When Black baseball players were effectively eliminated, it was the players rather than the fans or the management who were largely responsible. Their ideas about manly honor and what it meant to belong to a club were typically just beneath the surface of whatever they said or did to exclude Black players.

Out of the Ballpark traces the oscillations of different aspects of baseball culture, from urban migrations to gender norms. Were there issues that stood out as either remarkably consistent throughout time or, on the other hand, as areas of significant change?

The rhetorical thrust of the book is to emphasize continuity in the face of frequent exaggerations of change. I try to point out the things that are genuinely changing, but almost every theme I trace in the book is a very long story.

I would never diminish the significance of the immense transformation in the composition of Major League Baseball teams with the arrival of players from the Caribbean and now also from East Asia. That's different.
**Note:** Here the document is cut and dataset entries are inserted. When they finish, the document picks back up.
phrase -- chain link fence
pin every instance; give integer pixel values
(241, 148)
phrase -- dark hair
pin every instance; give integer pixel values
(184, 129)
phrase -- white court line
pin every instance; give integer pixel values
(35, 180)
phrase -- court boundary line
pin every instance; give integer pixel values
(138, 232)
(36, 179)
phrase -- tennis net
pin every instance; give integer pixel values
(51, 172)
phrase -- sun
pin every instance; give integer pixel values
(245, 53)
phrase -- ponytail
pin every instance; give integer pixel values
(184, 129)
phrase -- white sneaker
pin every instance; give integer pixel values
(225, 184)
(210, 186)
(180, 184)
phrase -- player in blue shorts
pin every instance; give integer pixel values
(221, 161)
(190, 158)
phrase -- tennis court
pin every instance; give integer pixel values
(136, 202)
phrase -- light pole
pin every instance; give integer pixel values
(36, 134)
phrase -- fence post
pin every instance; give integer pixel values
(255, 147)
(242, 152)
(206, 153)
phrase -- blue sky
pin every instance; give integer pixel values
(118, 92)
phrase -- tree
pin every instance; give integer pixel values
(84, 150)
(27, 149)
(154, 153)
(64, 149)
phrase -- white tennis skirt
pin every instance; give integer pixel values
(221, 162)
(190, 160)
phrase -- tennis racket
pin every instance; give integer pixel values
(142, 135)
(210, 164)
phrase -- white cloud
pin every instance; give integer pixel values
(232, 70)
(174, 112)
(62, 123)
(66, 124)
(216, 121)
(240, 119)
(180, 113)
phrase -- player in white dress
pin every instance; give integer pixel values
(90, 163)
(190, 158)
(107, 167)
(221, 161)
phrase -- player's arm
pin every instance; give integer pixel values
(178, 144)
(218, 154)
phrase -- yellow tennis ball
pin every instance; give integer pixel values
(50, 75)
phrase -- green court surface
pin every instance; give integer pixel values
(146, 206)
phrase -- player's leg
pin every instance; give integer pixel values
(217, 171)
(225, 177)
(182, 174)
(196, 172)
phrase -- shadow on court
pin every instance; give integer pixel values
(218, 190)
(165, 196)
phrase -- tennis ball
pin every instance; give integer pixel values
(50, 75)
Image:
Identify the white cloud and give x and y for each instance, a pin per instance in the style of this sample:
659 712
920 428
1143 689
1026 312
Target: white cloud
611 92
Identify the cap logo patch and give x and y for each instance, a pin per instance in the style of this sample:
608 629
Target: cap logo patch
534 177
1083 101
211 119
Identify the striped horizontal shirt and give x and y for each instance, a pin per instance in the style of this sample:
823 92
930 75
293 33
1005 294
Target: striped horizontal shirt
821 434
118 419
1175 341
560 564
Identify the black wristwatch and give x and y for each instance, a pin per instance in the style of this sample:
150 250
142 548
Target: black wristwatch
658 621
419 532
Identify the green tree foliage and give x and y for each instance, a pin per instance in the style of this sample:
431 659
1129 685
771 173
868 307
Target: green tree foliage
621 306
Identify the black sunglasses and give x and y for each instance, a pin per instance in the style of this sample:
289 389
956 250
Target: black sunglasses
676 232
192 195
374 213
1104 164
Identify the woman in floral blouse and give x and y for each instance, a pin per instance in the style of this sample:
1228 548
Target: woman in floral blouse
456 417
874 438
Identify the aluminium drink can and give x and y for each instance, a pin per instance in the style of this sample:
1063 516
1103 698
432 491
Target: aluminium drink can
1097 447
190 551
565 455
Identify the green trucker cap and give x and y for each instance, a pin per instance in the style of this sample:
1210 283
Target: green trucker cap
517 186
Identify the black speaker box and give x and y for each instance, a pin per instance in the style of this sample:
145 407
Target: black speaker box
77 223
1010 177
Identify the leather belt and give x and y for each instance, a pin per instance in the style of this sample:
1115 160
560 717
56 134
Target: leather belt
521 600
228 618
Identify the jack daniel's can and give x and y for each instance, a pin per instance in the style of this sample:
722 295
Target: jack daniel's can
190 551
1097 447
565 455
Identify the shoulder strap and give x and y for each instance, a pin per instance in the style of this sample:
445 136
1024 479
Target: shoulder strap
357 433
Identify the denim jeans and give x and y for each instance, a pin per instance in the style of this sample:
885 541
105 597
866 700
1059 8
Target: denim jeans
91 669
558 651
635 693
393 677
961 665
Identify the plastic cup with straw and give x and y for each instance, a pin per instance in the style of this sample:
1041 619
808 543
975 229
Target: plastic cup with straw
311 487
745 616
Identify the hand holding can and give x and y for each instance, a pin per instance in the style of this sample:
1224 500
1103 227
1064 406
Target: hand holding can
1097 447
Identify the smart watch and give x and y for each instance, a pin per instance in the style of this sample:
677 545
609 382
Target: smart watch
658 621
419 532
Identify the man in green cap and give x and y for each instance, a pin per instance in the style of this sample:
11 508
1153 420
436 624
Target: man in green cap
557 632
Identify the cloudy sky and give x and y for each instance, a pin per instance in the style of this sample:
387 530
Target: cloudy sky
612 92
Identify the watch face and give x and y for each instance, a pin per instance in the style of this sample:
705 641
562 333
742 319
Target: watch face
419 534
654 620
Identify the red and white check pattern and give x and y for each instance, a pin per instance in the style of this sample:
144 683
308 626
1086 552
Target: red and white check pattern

a sketch of a man in old-fashioned clothing holding a short baseball bat
A sketch of a player in New York's Knickerbocker Base Ball Club, which formally set out the sport's rules in 1845.

Public domain

The idea that it's no longer just about attending the game, but it's now about all these other things, numbers or gambling - all those components have always been there.

The tendency has been, in the last 10 or 20 years, to suggest that baseball's rules have rendered the game unrecognizable. I just don't think that's true. A lot of the biggest rule changes took place in the 19th century, not in the 20th or the 21st. In this book, I tend to show how perceived dramatic changes are less dramatic, sometimes because they have antecedents or echoes, because the change doesn't alter the fundamental thing or because it's not really a change at all.

The conventional view is that the big change in baseball is: "The suits have taken over and they all got math degrees at Yale, and now data science runs baseball. In the 20th century, we didn't have that technology or outlook." I argue that's not exactly true, that it's not quite as different. However, the technologies that allow us to track the ball in motion change many, many things about how people watch the game. Although I didn't write about the Automated Ball-Strike feature, which is being introduced in a limited way in Major League Baseball this season to dispute high-stakes calls, it is a good example of how technology has the capacity to change not only how the game is played but how it is evaluated, perceived and experienced.

What was the most fun you had researching the book?

Probably going to see the Hanshin Tigers in Osaka, especially trying to figure out how to scalp tickets when I was told no one resells tickets there. The game was sold out. Then one very, very drunk person took me down an alley - I had no idea if this was a smart thing to do - but I bought tickets, and they were legit.

In Japan, the stadium culture is a bit more like college football in the United States - major cheering sections with their own percussion and brass instruments play throughout the game. The tickets turned out to be right in the official cheering section of the home team, so it was extremely lively and fun.

This interview has been condensed and edited for clarity.